The Administration’s proposal would have two main effects. First, it’s certain to have a pronounced “chilling effect,” leading many immigrants lawfully in the United States and their family members, including U.S. citizen children, to forgo Medicaid, CHIP, and other health care and basic assistance programs for which the federal government has made them eligible. Second, it would enable the Trump Administration to keep out of the country individuals who are working, or would work, in low-paid jobs because they would likely qualify for health coverage or another of the targeted benefits in the future.

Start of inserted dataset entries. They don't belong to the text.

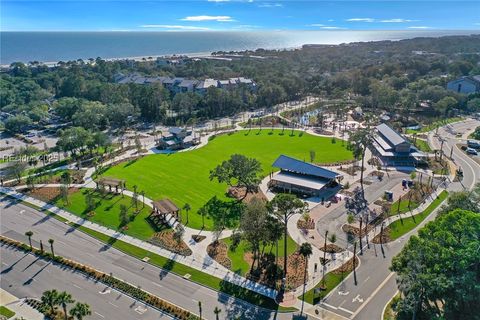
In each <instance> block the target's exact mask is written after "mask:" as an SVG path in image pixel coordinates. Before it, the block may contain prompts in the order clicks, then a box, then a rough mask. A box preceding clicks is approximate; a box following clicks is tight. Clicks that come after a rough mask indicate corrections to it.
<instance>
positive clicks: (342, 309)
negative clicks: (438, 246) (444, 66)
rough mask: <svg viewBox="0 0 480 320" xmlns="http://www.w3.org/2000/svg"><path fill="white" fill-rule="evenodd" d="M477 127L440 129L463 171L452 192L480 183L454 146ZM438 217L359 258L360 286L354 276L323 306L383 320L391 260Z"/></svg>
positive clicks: (461, 152)
mask: <svg viewBox="0 0 480 320" xmlns="http://www.w3.org/2000/svg"><path fill="white" fill-rule="evenodd" d="M478 125H480V122H479V121H475V120H468V121H466V122H462V123H458V124H453V125H451V129H450V130H446V129H445V128H441V129H439V131H438V133H439V136H440V137H442V138H444V139H446V141H445V142H444V146H443V147H444V151H445V153H446V154H447V155H450V153H449V152H450V150H451V148H452V147H454V149H453V150H454V151H453V158H454V161H455V163H456V164H457V165H460V166H461V167H462V169H463V171H464V178H463V180H462V181H461V183H460V182H453V183H450V184H449V185H448V190H449V191H461V190H465V189H471V188H473V186H474V185H475V184H476V183H479V182H480V165H479V164H478V163H476V162H475V161H474V160H472V159H471V158H469V156H467V155H466V154H465V153H464V152H462V151H461V150H459V149H458V148H456V146H455V145H456V144H457V143H459V140H458V138H456V137H455V133H458V132H462V133H464V132H466V131H467V129H474V128H475V127H476V126H478ZM450 131H451V132H450ZM433 139H434V141H433V144H434V145H435V146H437V144H438V147H437V148H438V149H439V148H440V141H439V140H438V139H437V138H436V137H433ZM367 193H368V191H367ZM435 216H436V214H435V212H434V213H433V214H431V215H430V216H429V217H427V219H425V220H424V221H423V222H422V223H421V224H420V226H419V227H417V228H416V229H414V230H412V231H411V232H410V233H409V234H406V235H405V236H403V237H401V238H400V239H398V240H396V241H394V242H391V243H389V244H385V245H383V251H382V248H381V246H380V245H373V244H370V249H366V250H364V254H363V255H362V256H359V258H360V266H359V268H358V270H357V285H355V284H354V279H353V274H351V275H349V277H348V278H347V279H346V281H345V282H344V283H343V284H342V285H341V286H340V287H338V288H337V289H335V290H333V291H332V292H331V294H330V295H329V296H328V297H327V298H326V299H325V304H323V305H322V306H323V307H324V308H325V309H327V310H330V311H333V312H335V313H337V314H339V315H342V316H344V317H345V318H349V319H358V320H373V319H381V318H382V313H383V309H384V307H385V305H386V304H387V303H388V302H389V301H390V299H391V298H392V297H393V296H394V295H395V293H396V292H397V284H396V279H395V274H394V273H392V272H390V271H389V269H388V268H389V267H390V265H391V260H392V258H393V257H394V256H395V255H396V254H398V253H399V252H400V251H401V249H402V248H403V246H404V245H405V243H406V241H408V238H409V237H410V235H411V234H414V233H416V232H417V230H418V229H419V228H420V227H422V226H423V225H425V224H426V223H427V222H428V221H431V220H433V219H434V218H435Z"/></svg>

Changes to the Poverty Line
In May 2019, the Office of Management and Budget issued a notice requesting comment on a proposal to use a lower inflation measure to calculate annual adjustments to the federal poverty line. By lowering the poverty line, that proposal would ultimately cut billions of dollars from federal health programs and cause millions of people to lose their eligibility for, or receive less help from, these programs. Many programs, including Medicaid and CHIP, use the poverty line to determine eligibility and benefits, and the cuts to these programs — and the numbers of people losing assistance altogether or receiving less help — would increase with each passing year. After ten years, more than 300,000 children would lose comprehensive coverage through Medicaid and CHIP, as would more than 250,000 adults covered through the ACA Medicaid expansion. Some pregnant women, low-income parents in non-expansion states, and people receiving family planning services through Medicaid would also lose coverage.